For a similar reason as discussed above as well as to provide
enhanced privacy, the malware reporting module can encrypt
information that is reported to the host computer. Encryption can
be performed in accordance with any of various cryptographic
techniques, including those based on secret keys and those based on
public keys. Compression and encryption are sometimes referred to
as being "two-way," since their operation can be substantially
reversible. Thus, for example, once the host computer receives
information that has been compressed and encrypted, the host
computer can recover original contents by decrypting and
decompressing the received information.
[0028] In the illustrated embodiment, the malware reporting module
also alerts a user of the protected computer about the potential
malware. In particular, once the malware detection module
determines which files of the protected computer are related to the
potential malware, the malware reporting module alerts the user
accordingly. In addition, if the user subsequently attempts to
download one of those files, such as from a Web site, the malware
reporting module again alerts the user. It is also contemplated
that the malware reporting module can alert the user about the
potential malware pending confirmation of whether the potential
malware is, in fact, malware.
[0029] It should be recognized that the embodiments of the
invention described above are provided by way of example, and
various other embodiments are contemplated. For example, with
reference to FIG. 1, while the various modules 120, 122, and 124
and the database 126 are illustrated as included in the protected
computer 102, it should be recognized that such configuration is
not required in all implementations. In particular, it is
contemplated that one or more of the various modules 120, 122, and
124 and the database 126 can be included in a separate computer
that is connected to the protected computer 102. Thus, for example,
one or more of the various modules 120, 122, and 124 and the
database 126 can be included in the host computer that is included
in the computer network 104.
[0030] An embodiment of the invention relates to a computer program
product with a computer-readable medium including computer code or
executable instructions thereon for performing a set of
computer-implemented operations. The medium and computer code can
be those specially designed and constructed for the purposes of the
invention, or they can be of the kind well known and available to
those having ordinary skill in the computer software arts. Examples
of computer-readable media include: magnetic media such as hard
disks, floppy disks, and magnetic tape; optical media such as
Compact Disc-Read Only Memories ("CD-ROMs") and holographic
devices; magneto-optical media such as floptical disks; and
hardware devices that are specially configured to store and execute
computer code, such as Application-Specific Integrated Circuits
("ASICs"), Programmable Logic Devices ("PLDs"), Read Only Memory
("ROM") devices, and Random Access Memory ("RAM") devices. Examples
of computer code include machine code, such as generated by a
compiler, and files including higher-level code that are executed
by a computer using an interpreter. For example, an embodiment of
the invention can be implemented using Java, C++, or other
object-oriented programming language and development tools.

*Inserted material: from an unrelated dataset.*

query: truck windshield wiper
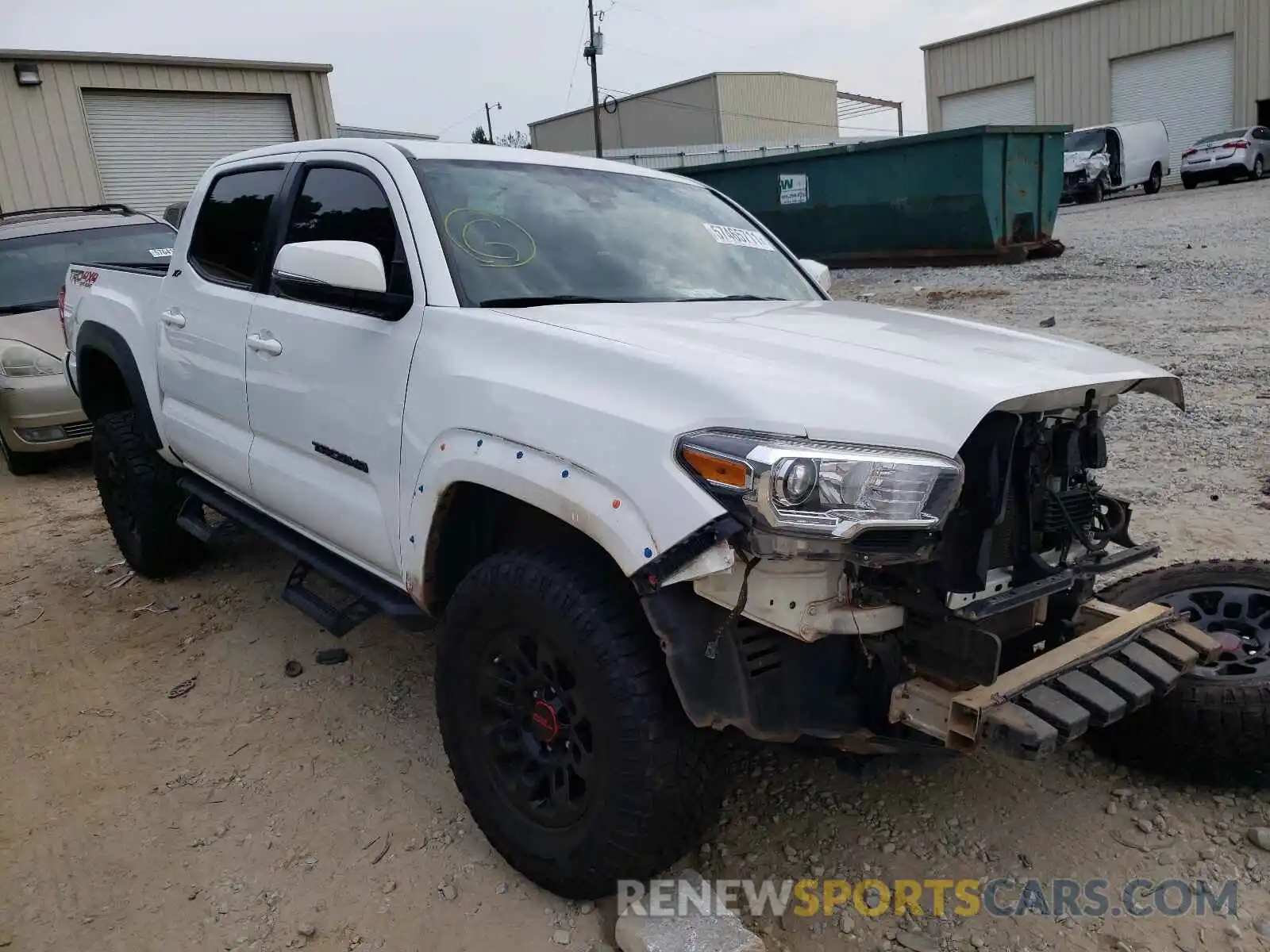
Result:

Additional examples of computer code include encrypted code and
compressed code. Moreover, an embodiment of the invention can be
downloaded as a computer program product, which can be transferred
from a remotely-located computer to a protected computer by way of
data signals embodied in a carrier wave or other propagation medium
via a transmission channel. Accordingly, as used herein, a carrier
wave can be regarded as a computer-readable medium.

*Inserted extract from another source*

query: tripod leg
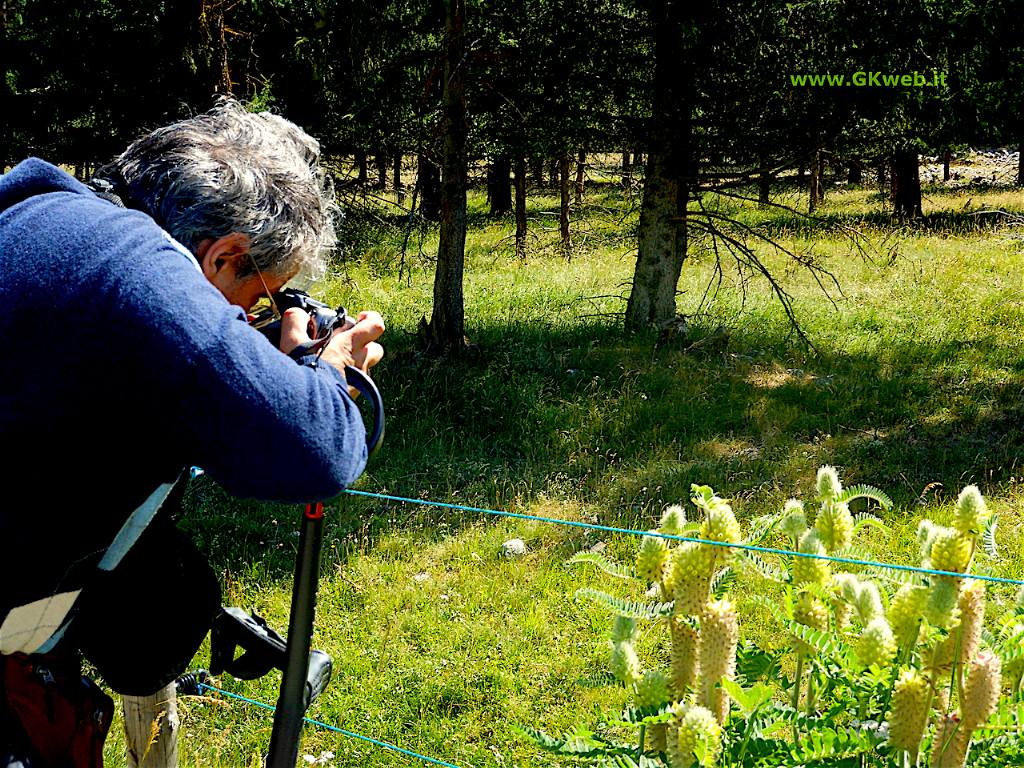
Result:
[266,504,324,768]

[0031] Another embodiment of the invention can be implemented using
hardwired circuitry in place of, or in conjunction with, computer
code. For example, with reference to FIG. 1, the various modules
120, 122, and 124 can be implemented using computer code, hardwired
circuitry, or a combination thereof.
[0032] While the invention has been described with reference to
some embodiments thereof, it should be understood by those skilled
in the art that various changes may be made and equivalents may be
substituted without departing from the true spirit and scope of the
invention as defined by the appended claims. In addition, many
modifications may be made to adapt a particular situation,
material, composition of matter, method, operation or operations,
to the objective, spirit and scope of the invention. All such
modifications are intended to be within the scope of the claims
appended hereto. In particular, while the methods described herein
have been described with reference to particular operations
performed in a particular order, it will be understood that these
operations may be combined, sub-divided, or re-ordered to form an
equivalent method without departing from the teachings of the
invention. Accordingly, unless specifically indicated herein, the
order and grouping of the operations is not a limitation of the
invention.
* * * * *